Court Orders Shipping Lines to Refund Collections with 21% Interest from 2006
The Nigerian Shippers’ Council, NSC, has won the case between the and shipping companies which have continued to undermine the Council’s directive on port/terminal charges.
The Court of Appeal has declared the Shipping Line Agency Charges, SLAC, illegal, null and void in the case between the ports economic regulator and the shipping service providers .
The Council had in 2014 reduced the amount collected on SLAC, an order which the shipping companies refused to obey.
Operating under the Association Shipping Lines Agencies, ASLA, the shipping companies had as a result gone to court to stop the ports economic regulator, but lost the case in December 2014.
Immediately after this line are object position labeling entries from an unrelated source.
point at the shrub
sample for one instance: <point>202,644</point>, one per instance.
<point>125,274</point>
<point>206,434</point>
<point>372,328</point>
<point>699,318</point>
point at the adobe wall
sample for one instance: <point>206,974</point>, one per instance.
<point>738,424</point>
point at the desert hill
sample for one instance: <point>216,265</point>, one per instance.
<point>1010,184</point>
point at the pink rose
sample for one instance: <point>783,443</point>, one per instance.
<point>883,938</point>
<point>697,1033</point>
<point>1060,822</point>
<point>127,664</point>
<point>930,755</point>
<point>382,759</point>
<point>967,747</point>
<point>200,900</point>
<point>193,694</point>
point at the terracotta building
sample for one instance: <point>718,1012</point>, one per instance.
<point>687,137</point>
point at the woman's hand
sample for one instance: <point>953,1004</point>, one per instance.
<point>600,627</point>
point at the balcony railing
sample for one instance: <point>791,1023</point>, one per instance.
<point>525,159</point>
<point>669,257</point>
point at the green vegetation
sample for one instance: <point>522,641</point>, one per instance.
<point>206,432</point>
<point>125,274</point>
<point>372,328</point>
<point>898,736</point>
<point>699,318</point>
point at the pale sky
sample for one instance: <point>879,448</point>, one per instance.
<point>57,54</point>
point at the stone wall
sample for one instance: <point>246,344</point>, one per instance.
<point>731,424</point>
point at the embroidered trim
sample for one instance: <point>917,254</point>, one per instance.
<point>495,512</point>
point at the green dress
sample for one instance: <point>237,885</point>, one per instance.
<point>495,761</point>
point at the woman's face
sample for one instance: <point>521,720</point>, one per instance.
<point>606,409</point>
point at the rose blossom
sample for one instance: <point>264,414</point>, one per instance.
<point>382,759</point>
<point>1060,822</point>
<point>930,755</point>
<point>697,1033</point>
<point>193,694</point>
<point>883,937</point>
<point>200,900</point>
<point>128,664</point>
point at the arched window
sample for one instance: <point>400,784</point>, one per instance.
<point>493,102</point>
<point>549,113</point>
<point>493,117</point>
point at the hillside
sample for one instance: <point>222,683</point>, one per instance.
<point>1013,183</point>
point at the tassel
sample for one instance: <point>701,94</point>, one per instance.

They then headed to the Appeal Court along with the Seaport Terminal Operators Association of Nigeria, STOAN, whose members were equally against the decision of the Council reversing storage charges collected by the terminal operators and the increase of the free storage period at the ports from three to seven days.
In the judgment read by Justice Adejumo, the Appeal Court ordered that the appellants should stop collecting SLAC.
The Court further ordered that the appellants should give account of what they collected from 11 years ago till date to the Shippers’ Council.
Apart from this, the appellants are also to make the refund with 21 percent interest per anum since 2006.
The Court ordered that the parties involved in the collection of SLAC are to bear respective costs.
Both service providers and the ports economic regulator have been in the Appeal Court for about two years and half after the judgment delivered by the Federal High Court in December 17, 2014 which was in favour of the Shippers’ Council.
Stakeholders had expressed dismay over the delay in the case, and had called for out of court settlement.
The NSC and the shipping service providers, were considering the out of court settlement option before the Appeal Court judgment.